Business & Finance Careers & Employment

Do You Want to Be a Successful Human Resource Professional? These Five Things Will Help You

1.
Establish your personal credibility by finishing what you start and follow up on advice.
The trend today is for people to change jobs every 18 months to two years.
What often happens in human resources is that a new person arrives and makes changes but leaves before the changes have been embedded and measured.
The next person comes and makes more changes (often back to the way it was before) but leaves before that change is embedded also.
We are not able to be effective in our practice of managing human resources because change, no matter how large or how small, takes time to embed and often requires more than 18 months.
Measuring results will also require time.
I believe to become a fully mature human resource professional you need to see change embedded and measured and be willing to stay in your job long enough to see this happen.
A large part of our job is to give advice to managers on what to do in a specific situation.
I have noticed many HR professionals willingly give advice when asked for help but never go back to see what the outcome of the advice was and to help the manager with the next steps in the process.
If we check back we may have an opportunity to coach and mentor managers further, and we also have the opportunity to reflect on the effectiveness of our advice and improve our own skills.
Our aim should be to become unnecessary to managers as they become competent in people management themselves, not for them to be dependent on us to take charge of their people issues, so never lose an opportunity to coach and mentor by following up on advice.
Longevity in our jobs, following-up and measuring the advice we give are a couple of simple ways to build our credibility.
2.
Getting the basics right first and establishing a tool kit of useful aids.
Many times human resource professionals concentrate on the wrong things.
Instead of developing tools, policies and processes from the bottom up, they take a top down approach.
This involves putting in elaborate performance measurement systems, organisational development strategies, climate surveys etc.

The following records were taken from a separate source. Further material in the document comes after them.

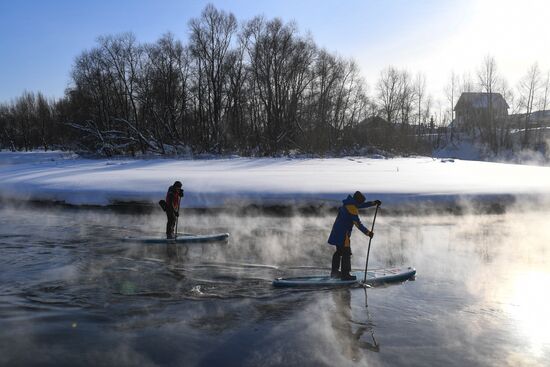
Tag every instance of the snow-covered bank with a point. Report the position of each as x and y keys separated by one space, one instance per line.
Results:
x=263 y=181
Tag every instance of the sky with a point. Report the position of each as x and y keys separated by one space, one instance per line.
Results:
x=39 y=40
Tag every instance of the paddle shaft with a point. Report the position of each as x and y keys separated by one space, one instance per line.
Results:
x=368 y=251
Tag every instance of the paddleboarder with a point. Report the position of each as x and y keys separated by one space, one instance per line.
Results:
x=348 y=216
x=173 y=198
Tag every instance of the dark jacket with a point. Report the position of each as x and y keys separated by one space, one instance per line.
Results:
x=173 y=197
x=348 y=216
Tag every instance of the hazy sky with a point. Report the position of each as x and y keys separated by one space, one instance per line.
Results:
x=40 y=39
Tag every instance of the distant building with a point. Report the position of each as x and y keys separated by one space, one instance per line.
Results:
x=475 y=108
x=535 y=119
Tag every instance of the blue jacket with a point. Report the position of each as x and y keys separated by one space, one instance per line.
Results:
x=348 y=216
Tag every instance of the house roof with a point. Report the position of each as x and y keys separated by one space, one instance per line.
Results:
x=480 y=100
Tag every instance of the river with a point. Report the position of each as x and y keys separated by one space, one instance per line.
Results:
x=73 y=293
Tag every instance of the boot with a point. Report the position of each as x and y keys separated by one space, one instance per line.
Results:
x=348 y=276
x=335 y=272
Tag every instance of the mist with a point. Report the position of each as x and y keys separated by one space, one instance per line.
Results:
x=72 y=287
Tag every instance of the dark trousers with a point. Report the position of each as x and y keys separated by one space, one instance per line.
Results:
x=342 y=255
x=171 y=223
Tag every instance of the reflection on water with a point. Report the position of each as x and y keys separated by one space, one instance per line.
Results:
x=72 y=293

when the managers and workforce don't have the basic information or tools they need.
To use Maslow's model they are working on the level of self-actualisation, esteem, loving and belonging instead of physiological and safety.
Get the basics established first and then work up the pyramid to the 'nice to haves'.
Start with compliance such as a robust employment agreement, basic health and safety policy, leave management, and a disciplinary policy.
Then work through a 'should have' list to a 'nice to have' list thus working from bottom up not top down.
3.
Be approachable - a sounding board In being approachable see yourself as providing a service to managers.
This will result in managers knowing the value you can give and see HR as the first point of contact not the place of last resort.
Many HR professionals get it wrong and come across as authoritarian.
We all make mistakes, no one is perfect.
When an HR professional castigates a manager who has made a mistake they not only lose the manager's respect but any future prospects of those managers returning for advice and support.
People learn from their mistakes, so take every opportunity with managers to coach and mentor in order for them to feel confident to seek input into difficult situations before they take action.
I have seen managers avoiding asking HR for help in their day to day issues because of their past negative experience.
HR professionals not only need to be approachable and a sounding board but they need to be skilled and knowledgeable in the advice given which means keeping up to date with changes in employment law and case studies relating to such changes.
This is achieved by reading court decisions as that is where the interpretation of employment law happens.
If you want to be skilled in employment relations, read case studies, attend seminars and be proactive in understanding what is happening in this area.
Be approachable, a sounding board, an expert, in order to establish a solid platform on which to extend the HR function.
4.
Know your place in the organisation, understand your customers and meet their needs.
I believe HR is a service and in order to deliver an excellent service, HR professionals need to understand how the organisation works, the role of management, finance, operations, marketing, sales, etc.
and where HR fits in.
This understanding is necessary if you want to add value and show the worth of the human resources function.
Without this understanding human resources is viewed with scepticism and as not adding any value.
In the human resource arena everyone is your customer.
Your most important customer and who need to be looked after first are the senior managers.
Get to know them and what information and service they want regarding the workforce and the team they are responsible for.
Typically the information managers need most is in the area of HR metrics such as headcount, vacancies, skill gaps and plans for filling these.
If you have already got a way of reporting meaningful headcount information (not from a financial point of view but from a people point of view) you will get far in being seen as a valuable asset to your organisation.
5.
Be able to influence managers to ensure congruence between policy and practice.
Oftentimes the policies of an organisation are at odds with the espoused strategy.
Two examples come to mind.
One organisation was at the forefront of technology and had a relaxed culture, lounges, casual dress; in other words an environment seen as nurturing the creative process.
But they decided productivity wasn't high enough, that there was no sense of urgency, so they changed performance measures and expected these to be accepted by the employees.
They were trying to focus on urgency and productivity while providing a relaxed environment.
The two are incongruent.
Another large public organisation made a strategic change to reward performance yet they wanted to introduce long service recognition awards.
Senior managers had not recognised a long service award system rewarded different behaviours and thus worked at odds with their performance system.
Decide what behaviours you want to reward and examine your culture to ensure they are aligned to this.
Identifying such issues, influencing managers so they can see the incongruence, and offering ways to solve this are part of your responsibilities of an HR professional.